To ensure the accuracy of DGE expression patterns, eight candidate genes were randomly taken for validation by qPCR using the same C1, C2, C3 and A1, A2, A3 group RNA samples as were originally used in DGE sequencing. Total RNA was extracted from the hepatopancreas samples in the control group and the ammonia-N treated group using the Trizol method at 48 h (Invitrogen, USA). According to the manufacturer's protocol, 1 μg of total RNA was reverse transcribed into cDNA in each reaction system using the PrimeScript RT reagent kit with gDNA Eraser (Takara, Dalian, China). Relative mRNA expression levels of candidate genes were measured using specific primers (Table 1) designed by Primer Premier 5.0 software and synthesized by BGI. RpL8 was selected as an internal reference gene after comparing the stability of RpL8 and β-actin (Ren and Pan 2014).
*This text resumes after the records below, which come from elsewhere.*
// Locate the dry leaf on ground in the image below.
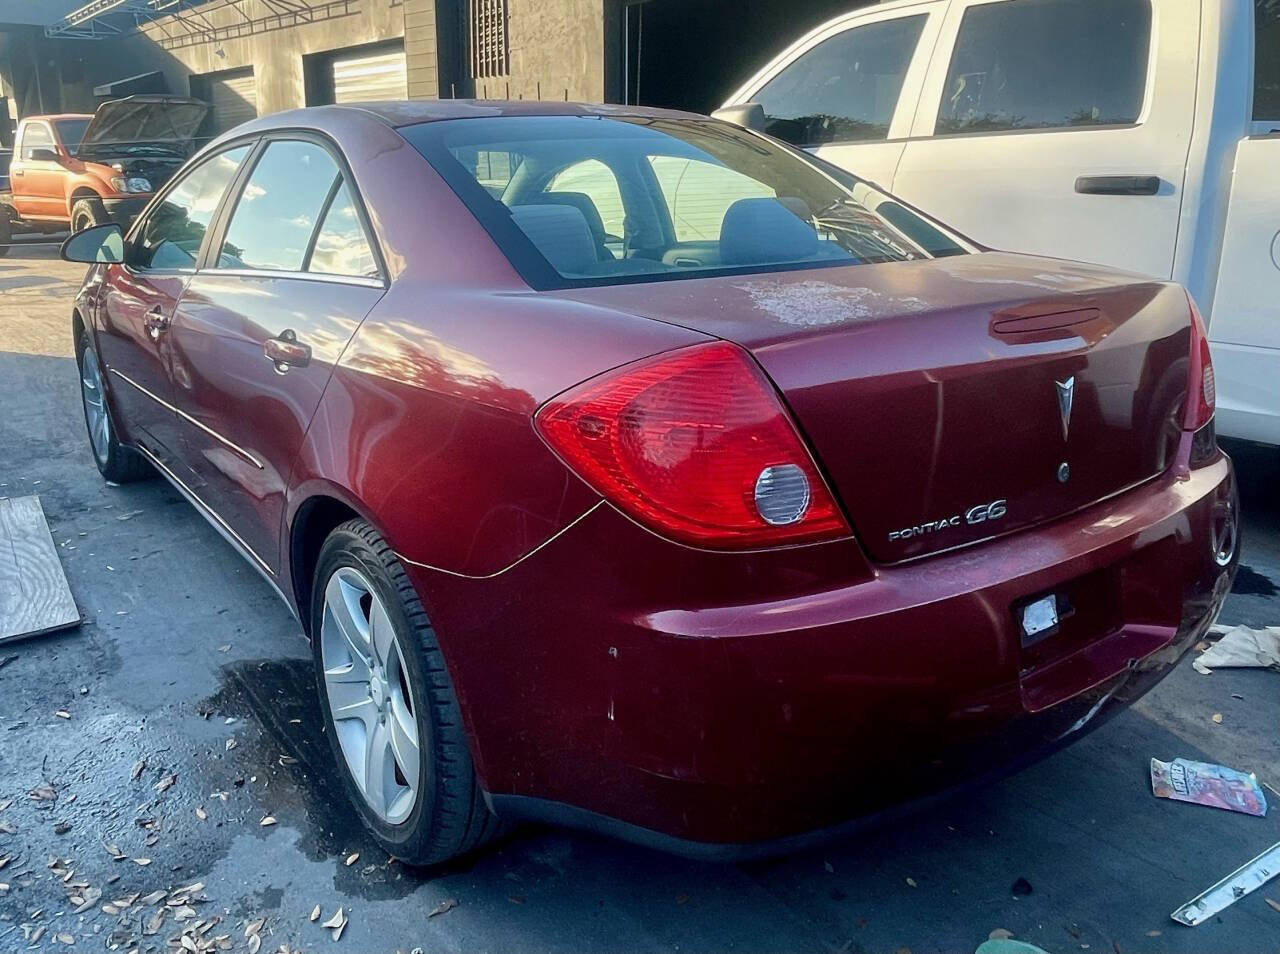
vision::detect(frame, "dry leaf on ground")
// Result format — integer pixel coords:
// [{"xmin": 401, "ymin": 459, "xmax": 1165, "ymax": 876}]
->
[{"xmin": 428, "ymin": 898, "xmax": 459, "ymax": 918}]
Each primer pair was checked by RT-PCR in advance to ensure that it was available for qPCR. This was carried out using the SYBR® PrimeScript™ RT-PCR Kit (TaKaRa, Dalian, China), and experiments were executed with a PikoReal 96 Real-Time PCR System (Thermo Scientific) with a final volume of 10 μl. Each reaction contained 1 μl of cDNA, 5 μl of 2 × SYBR premix Ex taq™ (Takara, Shiga, Japan), 0.2 μl of forward and reverse primers (10 μmol/L), and 3.6 μl of sterile water. The PCR program was set at 95 °C for 30 s and then 40 cycles were performed: 95 °C for 10 s, 55 °C (annealing temperature) for 20 s and 72 °C for 30 s. Relative gene expression levels were assessed using the 2−ΔΔCt method (Pfaffl 2001). PCR efficiency (E) was determined by running standard curves for tenfold serial dilutions of cDNA templates, and calculated according to E = 10[−1/slope]−1 (Rasmussen 2001). For all standard curves, the primer amplification efficiencies of genes were 92–109% and 0.985<R2<0.998. The experimental data were analyzed with one-way analysis of variance (ANOVA) using SPSS version 17.0 (SPSS Inc.) and were finally presented as mean ± standard error (n = 6). P < 0.05 was considered to have a significant difference.